| NT = neurotypical, standard lingo in "aspy" forums. You're probably pretty normal. Expect eye contact and all. On a technical note, it's not clear to me how you KNOW that chef or puppet has solved your system state problem. Now if its limited to doing super basic stuff, ok great, but then you really arent adding enough value to justify the huge cost of these systems. I'd also like to hear what you have to say about "throw software on top of it"... for example, I want all 40 webservers to have the same build revision of our codebase. But I need positive feedback - and a gradual rollout possibly. Eventually run puppet clients really dont tell us this. Oh wait, I mean I want to rollback to the previous deployed version, because it's broken horribly. These practical software deployment issues I find just are not addressed by the system configuration management tools like chef, puppet. And that is why they are so passionate about it, because a million people have told them 'just use chef' and yet chef doesnt solve their problem at all, nor does it solve any fraction of their problem either. |
I'm a fan of both of those systems, because it's easier to express system state with them (and clearer, too), versus using shell scripts or what have you. I'm definitely not advocating using it as a way to deploy software, but it's definitely possible to do so (I'd likely build system packages, throw them in an internal repo, and use yum/apt to ensure software packages are up to date, or at a certain version.)
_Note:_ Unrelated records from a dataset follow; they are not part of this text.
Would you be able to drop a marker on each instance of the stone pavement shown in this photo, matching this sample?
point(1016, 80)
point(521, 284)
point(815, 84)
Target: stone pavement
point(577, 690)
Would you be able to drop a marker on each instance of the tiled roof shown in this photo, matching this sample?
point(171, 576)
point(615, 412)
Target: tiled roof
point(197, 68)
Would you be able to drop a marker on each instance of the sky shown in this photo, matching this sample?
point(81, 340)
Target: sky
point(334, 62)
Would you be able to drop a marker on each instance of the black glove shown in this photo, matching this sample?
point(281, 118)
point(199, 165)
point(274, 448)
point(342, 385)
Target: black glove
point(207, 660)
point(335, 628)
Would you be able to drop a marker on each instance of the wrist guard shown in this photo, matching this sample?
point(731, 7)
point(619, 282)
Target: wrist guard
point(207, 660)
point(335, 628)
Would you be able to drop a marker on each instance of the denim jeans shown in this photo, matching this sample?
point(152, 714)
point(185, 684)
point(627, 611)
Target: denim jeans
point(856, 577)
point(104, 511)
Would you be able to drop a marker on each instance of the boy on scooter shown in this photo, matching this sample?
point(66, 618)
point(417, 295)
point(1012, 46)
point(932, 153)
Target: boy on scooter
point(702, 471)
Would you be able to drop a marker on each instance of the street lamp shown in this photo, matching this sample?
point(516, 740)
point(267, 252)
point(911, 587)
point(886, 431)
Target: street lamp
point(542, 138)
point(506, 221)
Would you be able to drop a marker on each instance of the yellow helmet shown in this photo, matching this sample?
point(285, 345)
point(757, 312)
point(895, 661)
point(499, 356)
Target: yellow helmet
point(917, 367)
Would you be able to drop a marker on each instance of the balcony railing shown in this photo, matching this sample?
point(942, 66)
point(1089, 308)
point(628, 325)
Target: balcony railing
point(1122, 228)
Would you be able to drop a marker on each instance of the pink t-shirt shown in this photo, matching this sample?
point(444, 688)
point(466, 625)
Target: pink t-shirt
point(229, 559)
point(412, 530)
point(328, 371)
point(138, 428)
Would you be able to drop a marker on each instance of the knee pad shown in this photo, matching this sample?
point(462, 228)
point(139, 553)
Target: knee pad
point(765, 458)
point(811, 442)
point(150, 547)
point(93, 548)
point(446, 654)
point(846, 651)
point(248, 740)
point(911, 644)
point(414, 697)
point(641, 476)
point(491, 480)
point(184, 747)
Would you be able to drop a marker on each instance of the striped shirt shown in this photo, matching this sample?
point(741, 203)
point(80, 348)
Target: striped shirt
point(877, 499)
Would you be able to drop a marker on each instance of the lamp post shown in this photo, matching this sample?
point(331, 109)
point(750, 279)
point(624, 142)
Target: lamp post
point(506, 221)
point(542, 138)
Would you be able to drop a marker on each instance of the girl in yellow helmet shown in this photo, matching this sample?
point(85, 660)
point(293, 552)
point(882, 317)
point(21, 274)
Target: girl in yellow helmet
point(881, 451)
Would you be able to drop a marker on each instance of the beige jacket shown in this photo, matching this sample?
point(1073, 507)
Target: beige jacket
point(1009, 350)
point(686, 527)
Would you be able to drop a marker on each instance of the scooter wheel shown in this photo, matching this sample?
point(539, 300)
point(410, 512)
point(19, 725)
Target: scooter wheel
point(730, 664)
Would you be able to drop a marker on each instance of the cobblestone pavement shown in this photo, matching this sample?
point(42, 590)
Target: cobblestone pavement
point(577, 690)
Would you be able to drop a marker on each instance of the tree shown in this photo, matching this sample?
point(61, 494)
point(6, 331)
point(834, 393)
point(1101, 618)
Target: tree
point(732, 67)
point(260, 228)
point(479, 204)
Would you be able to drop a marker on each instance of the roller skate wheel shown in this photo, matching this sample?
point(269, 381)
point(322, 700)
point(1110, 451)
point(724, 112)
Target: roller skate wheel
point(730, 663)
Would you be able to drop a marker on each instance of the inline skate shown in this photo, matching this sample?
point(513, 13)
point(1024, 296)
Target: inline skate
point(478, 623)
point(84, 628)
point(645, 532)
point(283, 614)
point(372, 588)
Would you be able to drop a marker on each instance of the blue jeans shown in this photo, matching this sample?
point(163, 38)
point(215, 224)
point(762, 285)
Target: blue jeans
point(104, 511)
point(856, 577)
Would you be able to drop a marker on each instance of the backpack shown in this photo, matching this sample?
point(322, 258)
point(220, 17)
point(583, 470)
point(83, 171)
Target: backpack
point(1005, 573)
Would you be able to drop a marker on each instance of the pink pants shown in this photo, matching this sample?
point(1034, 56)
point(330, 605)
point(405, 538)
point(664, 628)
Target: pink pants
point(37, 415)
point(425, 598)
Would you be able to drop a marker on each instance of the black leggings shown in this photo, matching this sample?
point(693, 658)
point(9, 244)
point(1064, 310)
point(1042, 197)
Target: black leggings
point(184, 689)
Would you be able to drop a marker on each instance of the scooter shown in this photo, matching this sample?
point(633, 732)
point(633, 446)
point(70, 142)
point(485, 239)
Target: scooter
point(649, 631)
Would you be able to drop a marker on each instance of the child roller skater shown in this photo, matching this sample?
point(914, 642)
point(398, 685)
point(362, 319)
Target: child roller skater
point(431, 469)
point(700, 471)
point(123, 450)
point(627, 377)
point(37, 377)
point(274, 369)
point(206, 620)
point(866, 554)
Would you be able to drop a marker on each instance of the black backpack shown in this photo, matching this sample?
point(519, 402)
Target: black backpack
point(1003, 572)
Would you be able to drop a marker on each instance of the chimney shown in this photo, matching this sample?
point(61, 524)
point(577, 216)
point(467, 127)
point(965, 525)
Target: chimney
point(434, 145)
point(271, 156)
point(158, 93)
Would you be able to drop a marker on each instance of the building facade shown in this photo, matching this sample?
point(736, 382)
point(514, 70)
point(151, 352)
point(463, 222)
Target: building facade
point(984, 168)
It's not the only solution, though. I've worked at shops where there have been exceptional software deployment pipelines that are absolutely not tied to a configuration management system. I'm also not a fan of using Chef or Puppet for doing a git/svn repository checkout of software.
Again, I want to reiterate my point: it's still not about the tools, but about identifying the problem you need to solve and discussing possible solutions to the problem. There's no right answer.